気づけば、私は何となく感じる違和感で目を覚ましていた。

瞳を開ければいつも見慣れたあの天井が目に入る。

けれど、何かが違う、と身体が反応していた。

背中がぞわぞわと落ち着きがない。どうしたのだろう。

私は思いきって上体を起こした。

ぐるりと部屋を見回す。

何か変化があるだろうと思っていた私は、首を傾げた。

何も、変わっていない…。

とするとこの不安のような気持ちはなんだろう。

眉を訝しげに寄せ、途方に暮れたように顔を俯かせる。

その瞬間、私は目を丸くし、思わず息を呑んだ。



「…っ、!」



なに、これ…。

左手の甲に刻まれている"印"に、私は絶句していた。

鮮やかに花弁を広げている薔薇。そしてその薔薇に絡みつくようにしている蛇。

蛇はチロチロと舌を出していて、あの粘るような動きで薔薇を這っていた。

私の頭の中は一瞬で真っ白になる。

これは一体なに。どうしてあるの。

頭がすごい速さで回転する。何も、わからない。

パニックになったかのように息が乱れた。

何も理解できず、自分の状態すらわからないまま、私は声を上げていた。



「ル、シ…ウス…、っルシウス…!
ルシウスっ!!」



何度も、無意識に彼の名前を呼んでいた。

悲鳴にも近い、泣き叫ぶかのような声で。

わからない、わからない、わからない。

どうして、こんな"印"があるのだろう。

そんなことをずっと考えながら、私は何度も名前を呼んでいた。

しばらくするとすぐに扉が開かれる。

彼は戸惑ったような、緊張したような顔で部屋に飛び込んできた。

いつものような落ち着いた様子も、丁寧なノックも何もなかった。



「アリス、どうしたんだい…ッ!?」



ルシウスは大きな声で、はっきりと私に呼びかけた。

けれど私は何も答えることができず、ずっと荒い息を繰り返していた。

頭の中が掻き回されたかのように混乱する。

この印は、なに。

駆け寄ってきたルシウスの服を、私は縋るように震える手で掴んだ。



「これ、は…なに…っ。
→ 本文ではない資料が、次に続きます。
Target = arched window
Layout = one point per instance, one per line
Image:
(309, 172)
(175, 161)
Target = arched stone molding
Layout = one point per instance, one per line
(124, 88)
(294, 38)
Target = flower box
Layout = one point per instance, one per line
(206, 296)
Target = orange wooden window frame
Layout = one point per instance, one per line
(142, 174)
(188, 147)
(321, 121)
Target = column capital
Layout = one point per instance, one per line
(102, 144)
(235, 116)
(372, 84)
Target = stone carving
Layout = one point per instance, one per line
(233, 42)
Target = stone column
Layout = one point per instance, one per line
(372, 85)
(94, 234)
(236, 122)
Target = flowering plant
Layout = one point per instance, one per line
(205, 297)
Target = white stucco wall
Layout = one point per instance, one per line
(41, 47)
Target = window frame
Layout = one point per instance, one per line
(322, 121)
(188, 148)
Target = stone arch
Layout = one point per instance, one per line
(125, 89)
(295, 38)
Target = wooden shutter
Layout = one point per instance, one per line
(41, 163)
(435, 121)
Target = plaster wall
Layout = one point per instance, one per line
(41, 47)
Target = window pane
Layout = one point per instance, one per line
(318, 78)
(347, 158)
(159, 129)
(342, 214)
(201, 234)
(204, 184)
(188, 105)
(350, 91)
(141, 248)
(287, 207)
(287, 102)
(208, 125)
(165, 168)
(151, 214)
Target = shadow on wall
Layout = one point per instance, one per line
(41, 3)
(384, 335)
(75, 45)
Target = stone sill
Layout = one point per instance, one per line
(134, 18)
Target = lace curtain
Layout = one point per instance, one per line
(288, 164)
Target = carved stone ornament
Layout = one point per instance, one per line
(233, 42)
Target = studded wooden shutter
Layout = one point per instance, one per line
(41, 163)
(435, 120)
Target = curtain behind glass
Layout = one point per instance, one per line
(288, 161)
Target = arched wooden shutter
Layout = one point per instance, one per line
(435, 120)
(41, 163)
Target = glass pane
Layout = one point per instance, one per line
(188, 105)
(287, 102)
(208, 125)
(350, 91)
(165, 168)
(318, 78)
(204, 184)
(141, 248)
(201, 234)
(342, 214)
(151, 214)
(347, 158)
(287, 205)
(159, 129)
」



口からこぼれたそれだけの言葉。

たったそれだけで、ルシウスは身を固くした。

その視線の先は私の左手の甲。

言葉につまったルシウスに、私は急かすかのように言葉を紡いでいた。



「ルシウスっ、答えて…!」



そう言う私に、ルシウスは戸惑ったようだった。

薄い灰色の瞳が、揺れていた。

混乱して焦っている私をただ見つめていた。

ルシウスなら何か知ってる。ルシウスなら、教えてくれる。

そんな期待を抱きながら、私もルシウスを見つめ返していた。

ルシウスは緊張したように表情を固くし、そしてふっと緩めた。

諭すかのような瞳。私を真っ直ぐと見て、優しく囁いてくる。



「アリス…昨日のことは覚えているかい…?」

「っ、…。」



昨日は"彼"に魔法を教わっていた。

日が登りはじめた頃から、太陽が落ちるまで。

そう、そこで私は、確かそのまま疲れて眠ってしまった。

そして、目が覚めると部屋にいて、今にいたる。

もしも、何かあったとするのなら…。